Carrie Tolstedt, the former head of Wells Fargo, who has made a fortune leading the bank’s efforts to aggressively sell multiple accounts to each of its millions of customers, avoided serving prison time. She pleaded guilty to an obstruction charge related to the bank’s sweeping fake accounts scandal, and she’s made a fortune on it. Tolstedt’s practices are hardly a secret since she has been doing it for years.
Carrie Tolstedt was sentenced to three years of probation including six months of home confinement by U.S. District Judge Josephine Staton in Los Angeles. She will also pay a $100,000 fine and serve 120 hours of community service.
Tolstedt, 63, pleaded guilty in March to obstructing a government probe into misconduct at San Francisco-based Wells Fargo’s retail and small business lending business, which she led from 2007 to 2016.
She is the only top executive to face criminal charges over revelations starting in 2016 about Wells Fargo’s sales culture, where employees opened millions of accounts and sold products that customers did not want in order to meet unrealistic sales goals.

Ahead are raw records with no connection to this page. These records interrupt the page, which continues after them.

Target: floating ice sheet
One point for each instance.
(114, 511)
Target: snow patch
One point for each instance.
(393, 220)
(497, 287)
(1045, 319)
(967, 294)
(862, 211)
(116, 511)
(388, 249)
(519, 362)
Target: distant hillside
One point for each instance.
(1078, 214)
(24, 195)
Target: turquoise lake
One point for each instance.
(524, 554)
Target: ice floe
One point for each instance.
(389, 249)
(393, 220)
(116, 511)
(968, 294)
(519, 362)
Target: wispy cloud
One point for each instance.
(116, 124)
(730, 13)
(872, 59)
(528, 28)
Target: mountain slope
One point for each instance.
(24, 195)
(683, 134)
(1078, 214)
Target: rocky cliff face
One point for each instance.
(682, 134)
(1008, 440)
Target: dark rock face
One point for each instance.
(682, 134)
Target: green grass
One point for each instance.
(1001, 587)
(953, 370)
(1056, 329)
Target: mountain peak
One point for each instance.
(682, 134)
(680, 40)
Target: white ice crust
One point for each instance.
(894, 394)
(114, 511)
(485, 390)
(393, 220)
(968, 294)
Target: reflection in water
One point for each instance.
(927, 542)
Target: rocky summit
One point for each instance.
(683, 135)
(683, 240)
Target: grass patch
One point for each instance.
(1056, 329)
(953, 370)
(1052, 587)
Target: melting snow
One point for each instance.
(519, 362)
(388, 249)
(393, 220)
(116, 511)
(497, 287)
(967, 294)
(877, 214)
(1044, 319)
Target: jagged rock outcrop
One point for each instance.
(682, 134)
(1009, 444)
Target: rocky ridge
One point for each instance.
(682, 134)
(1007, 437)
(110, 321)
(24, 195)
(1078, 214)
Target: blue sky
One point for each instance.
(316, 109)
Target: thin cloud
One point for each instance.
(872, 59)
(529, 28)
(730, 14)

Tolstedt is also the rare top executive at a major U.S. bank to have faced potential time behind bars. None went to prison as a result of the 2008 global financial crisis.
Prosecutors had sought a one-year prison term. The actual sentence mirrored Tolstedt’s request, and she accepted “full responsibility” for her crime.
“She made a personal decision to retire after 27 years with the company,” a spokesman said amid the scandal in 2016 while she was expecting a $124 million payday. Banksters gonna bank.